Question

If the sum of the roots of the equation a$x^2$ + bx + c = 0 is equal to the sum of the squares of their reciprocals, then $\frac{a}{c}$,$\frac{b}{a}$, $\frac{c}{b}$ are in :

• A. A.P.
• B. G.P.
• C. H.P.
• D. None

Answer 1

The correct option is C

H.P.

Suppose the roots are r and s. Then (x-r)(x-s) = 0, so
$x^2$ - (r+s) x + (rs) = 0
and hence r+s =$\frac{-b}{a}$ and rs = $\frac{c}{a}$

We are saying that
r + s = ($\frac{1}{r^2}$)+ ($\frac{1}{s^2}$)
<=> ${rs}^2$ (r+s) = $s^2$ +$r^2$
<=> ${rs}^2$ (r+s) =$(r+s{)}^2$- 2rs
<=> ($\frac{c}{a}{)}^2$ ($\frac{-b}{a}$)= ($\frac{-b}{a}{)}^2$- 2($\frac{c}{a}$)

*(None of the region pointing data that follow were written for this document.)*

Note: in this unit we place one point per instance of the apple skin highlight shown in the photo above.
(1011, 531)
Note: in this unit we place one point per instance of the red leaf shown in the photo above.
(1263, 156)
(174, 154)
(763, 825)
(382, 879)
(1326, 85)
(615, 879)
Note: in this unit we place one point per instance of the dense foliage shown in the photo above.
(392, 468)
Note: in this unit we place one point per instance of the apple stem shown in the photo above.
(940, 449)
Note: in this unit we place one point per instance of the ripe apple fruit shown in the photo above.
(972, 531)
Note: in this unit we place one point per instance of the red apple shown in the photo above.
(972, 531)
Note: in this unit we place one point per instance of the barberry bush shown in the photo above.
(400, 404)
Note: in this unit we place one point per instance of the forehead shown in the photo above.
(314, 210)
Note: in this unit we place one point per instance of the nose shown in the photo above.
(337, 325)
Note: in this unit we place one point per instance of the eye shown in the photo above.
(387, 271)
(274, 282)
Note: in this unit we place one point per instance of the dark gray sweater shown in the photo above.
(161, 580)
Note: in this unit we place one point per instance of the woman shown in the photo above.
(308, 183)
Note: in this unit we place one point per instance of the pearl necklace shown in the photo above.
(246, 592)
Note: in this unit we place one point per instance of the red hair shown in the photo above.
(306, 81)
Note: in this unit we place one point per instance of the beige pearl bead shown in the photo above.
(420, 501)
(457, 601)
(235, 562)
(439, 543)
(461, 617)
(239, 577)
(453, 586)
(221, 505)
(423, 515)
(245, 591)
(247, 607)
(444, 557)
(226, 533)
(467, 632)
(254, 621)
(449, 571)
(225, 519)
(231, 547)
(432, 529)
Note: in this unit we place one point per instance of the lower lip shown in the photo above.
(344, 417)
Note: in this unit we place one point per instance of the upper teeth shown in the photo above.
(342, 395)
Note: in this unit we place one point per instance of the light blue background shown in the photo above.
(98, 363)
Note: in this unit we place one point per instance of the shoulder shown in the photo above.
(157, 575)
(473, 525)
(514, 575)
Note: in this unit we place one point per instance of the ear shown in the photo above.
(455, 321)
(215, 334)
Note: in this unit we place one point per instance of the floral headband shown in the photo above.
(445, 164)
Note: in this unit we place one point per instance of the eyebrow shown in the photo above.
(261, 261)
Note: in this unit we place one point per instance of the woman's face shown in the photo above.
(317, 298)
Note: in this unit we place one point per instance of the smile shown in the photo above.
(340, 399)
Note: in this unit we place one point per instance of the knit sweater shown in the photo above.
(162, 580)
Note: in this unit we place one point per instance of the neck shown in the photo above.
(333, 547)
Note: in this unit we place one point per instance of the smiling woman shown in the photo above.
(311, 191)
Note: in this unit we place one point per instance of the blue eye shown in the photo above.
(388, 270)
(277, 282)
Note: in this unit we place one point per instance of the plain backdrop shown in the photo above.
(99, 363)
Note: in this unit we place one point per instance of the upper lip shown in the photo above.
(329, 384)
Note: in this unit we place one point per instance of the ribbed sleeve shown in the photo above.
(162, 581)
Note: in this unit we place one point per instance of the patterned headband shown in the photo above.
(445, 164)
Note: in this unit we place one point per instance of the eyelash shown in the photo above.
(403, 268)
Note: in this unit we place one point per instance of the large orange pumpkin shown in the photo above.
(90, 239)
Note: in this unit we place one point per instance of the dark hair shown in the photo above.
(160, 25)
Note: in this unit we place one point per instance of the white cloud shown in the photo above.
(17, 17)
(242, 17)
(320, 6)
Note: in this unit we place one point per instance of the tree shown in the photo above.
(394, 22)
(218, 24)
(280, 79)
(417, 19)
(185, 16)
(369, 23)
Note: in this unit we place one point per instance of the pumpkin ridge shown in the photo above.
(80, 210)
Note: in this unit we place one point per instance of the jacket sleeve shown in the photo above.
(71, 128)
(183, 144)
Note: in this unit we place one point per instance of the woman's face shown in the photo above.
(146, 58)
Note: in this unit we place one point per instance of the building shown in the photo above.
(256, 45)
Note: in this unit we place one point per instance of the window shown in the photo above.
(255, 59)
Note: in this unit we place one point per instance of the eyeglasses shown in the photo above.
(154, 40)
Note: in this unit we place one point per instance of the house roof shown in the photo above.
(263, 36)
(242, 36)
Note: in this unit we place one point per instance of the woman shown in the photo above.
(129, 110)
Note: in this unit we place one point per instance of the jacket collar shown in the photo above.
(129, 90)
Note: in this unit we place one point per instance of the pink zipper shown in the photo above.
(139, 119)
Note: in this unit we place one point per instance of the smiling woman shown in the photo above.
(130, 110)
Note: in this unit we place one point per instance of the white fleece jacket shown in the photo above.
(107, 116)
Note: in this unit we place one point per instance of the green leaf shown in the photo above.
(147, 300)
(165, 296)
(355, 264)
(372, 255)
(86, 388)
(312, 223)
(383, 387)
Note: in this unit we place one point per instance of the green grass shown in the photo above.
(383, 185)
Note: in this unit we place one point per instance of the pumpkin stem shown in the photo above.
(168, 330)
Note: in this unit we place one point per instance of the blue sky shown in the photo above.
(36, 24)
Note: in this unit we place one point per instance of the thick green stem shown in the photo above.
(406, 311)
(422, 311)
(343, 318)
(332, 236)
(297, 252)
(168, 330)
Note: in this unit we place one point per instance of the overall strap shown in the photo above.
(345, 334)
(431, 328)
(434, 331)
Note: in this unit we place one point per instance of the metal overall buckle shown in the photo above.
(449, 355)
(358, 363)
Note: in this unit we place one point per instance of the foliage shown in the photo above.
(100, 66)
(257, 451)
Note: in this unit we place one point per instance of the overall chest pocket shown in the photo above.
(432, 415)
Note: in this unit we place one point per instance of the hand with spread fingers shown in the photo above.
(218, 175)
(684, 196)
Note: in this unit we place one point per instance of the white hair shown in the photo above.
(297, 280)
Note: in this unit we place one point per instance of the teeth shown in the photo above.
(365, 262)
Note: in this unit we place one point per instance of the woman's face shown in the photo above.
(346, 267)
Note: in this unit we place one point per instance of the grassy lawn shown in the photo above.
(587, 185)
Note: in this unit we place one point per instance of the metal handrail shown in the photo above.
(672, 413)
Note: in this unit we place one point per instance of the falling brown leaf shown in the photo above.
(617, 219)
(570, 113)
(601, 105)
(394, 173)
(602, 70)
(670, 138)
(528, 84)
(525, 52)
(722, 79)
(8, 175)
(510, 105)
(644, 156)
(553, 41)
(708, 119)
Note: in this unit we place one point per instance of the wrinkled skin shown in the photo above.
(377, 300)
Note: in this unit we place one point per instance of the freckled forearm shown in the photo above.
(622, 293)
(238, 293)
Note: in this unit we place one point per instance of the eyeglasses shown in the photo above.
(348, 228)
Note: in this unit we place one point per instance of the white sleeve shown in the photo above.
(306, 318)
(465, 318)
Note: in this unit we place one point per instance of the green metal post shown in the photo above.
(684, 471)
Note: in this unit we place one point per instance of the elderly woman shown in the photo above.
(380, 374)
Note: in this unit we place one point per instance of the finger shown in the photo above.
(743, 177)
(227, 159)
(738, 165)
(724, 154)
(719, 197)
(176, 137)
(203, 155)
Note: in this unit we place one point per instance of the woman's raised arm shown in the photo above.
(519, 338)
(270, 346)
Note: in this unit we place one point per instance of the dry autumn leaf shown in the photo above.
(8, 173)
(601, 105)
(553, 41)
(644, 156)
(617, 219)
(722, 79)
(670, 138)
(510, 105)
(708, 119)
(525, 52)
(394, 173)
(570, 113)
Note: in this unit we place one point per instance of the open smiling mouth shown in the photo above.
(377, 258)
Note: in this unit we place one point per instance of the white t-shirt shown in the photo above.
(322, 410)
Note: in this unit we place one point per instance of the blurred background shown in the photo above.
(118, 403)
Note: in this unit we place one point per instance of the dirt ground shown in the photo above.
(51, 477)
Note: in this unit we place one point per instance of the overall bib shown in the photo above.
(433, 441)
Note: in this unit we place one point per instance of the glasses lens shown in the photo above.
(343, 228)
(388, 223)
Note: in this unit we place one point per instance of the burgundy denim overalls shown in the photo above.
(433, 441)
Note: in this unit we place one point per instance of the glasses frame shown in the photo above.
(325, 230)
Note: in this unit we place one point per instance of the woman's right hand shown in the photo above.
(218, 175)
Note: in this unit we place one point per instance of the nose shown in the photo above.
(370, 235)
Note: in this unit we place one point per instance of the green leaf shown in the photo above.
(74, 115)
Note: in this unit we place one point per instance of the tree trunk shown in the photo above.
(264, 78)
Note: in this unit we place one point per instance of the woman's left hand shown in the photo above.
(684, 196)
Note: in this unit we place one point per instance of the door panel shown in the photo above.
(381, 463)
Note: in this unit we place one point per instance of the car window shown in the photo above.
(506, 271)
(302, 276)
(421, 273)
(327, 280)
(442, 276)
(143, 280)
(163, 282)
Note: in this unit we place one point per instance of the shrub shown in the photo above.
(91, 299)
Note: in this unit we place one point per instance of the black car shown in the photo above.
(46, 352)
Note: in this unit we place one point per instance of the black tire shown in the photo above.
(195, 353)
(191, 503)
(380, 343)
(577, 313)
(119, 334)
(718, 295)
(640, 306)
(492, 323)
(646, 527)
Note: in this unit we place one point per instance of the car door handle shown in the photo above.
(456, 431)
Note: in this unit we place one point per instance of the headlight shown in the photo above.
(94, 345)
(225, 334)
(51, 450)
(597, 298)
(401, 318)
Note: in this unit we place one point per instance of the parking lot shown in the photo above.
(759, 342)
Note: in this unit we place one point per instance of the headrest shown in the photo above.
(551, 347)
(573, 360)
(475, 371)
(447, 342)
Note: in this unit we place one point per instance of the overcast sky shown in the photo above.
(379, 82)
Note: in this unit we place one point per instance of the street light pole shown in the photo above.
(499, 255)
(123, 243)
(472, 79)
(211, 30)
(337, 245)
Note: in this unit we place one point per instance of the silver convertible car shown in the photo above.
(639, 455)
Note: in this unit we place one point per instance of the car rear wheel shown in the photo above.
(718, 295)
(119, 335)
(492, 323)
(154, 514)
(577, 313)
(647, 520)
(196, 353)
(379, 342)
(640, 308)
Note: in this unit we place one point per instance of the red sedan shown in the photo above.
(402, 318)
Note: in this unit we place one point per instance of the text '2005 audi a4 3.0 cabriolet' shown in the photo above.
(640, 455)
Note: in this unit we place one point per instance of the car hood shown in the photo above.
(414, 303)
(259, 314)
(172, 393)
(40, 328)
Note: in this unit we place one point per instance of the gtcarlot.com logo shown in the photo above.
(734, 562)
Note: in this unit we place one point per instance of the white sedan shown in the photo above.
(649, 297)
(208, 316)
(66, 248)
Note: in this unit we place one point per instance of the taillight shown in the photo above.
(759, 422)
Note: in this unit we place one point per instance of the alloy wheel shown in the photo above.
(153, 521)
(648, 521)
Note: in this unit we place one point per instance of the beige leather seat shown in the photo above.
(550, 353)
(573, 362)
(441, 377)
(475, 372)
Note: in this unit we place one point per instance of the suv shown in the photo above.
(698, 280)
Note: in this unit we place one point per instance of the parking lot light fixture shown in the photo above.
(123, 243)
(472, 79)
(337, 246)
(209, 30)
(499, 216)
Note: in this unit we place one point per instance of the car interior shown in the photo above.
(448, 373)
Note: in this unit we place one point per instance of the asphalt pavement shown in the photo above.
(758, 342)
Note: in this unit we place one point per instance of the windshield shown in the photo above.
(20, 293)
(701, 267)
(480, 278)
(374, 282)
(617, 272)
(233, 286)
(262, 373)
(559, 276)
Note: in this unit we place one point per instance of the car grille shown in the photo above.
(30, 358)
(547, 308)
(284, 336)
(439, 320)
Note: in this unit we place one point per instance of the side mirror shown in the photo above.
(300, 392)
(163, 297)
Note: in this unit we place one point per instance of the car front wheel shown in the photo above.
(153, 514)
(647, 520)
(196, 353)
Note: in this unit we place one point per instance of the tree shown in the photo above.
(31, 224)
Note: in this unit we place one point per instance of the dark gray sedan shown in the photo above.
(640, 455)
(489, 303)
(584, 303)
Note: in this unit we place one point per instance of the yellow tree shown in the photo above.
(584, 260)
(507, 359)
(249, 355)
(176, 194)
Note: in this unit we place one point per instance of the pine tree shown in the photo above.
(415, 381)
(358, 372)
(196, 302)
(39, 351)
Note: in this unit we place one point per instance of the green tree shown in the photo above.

Multiplying through by a³ we get
$-b{c}^2$= $a{b}^2$- 2$a^{2}c$
Divide through by abc to get
$\frac{-c}{a}$ =$\frac{b}{c}$ – 2$\frac{a}{b}$
<=> $\frac{a}{b}$ -$\frac{c}{a}$ = $\frac{b}{c}$ -$\frac{a}{b}$
which implies $\frac{c}{a}$ , $\frac{a}{b}$ and $\frac{b}{c}$ are in arithmetic progression.

Hence their reciprocals, $\frac{a}{c}$,$\frac{b}{c}$ and $\frac{c}{b}$ are in harmonic progression.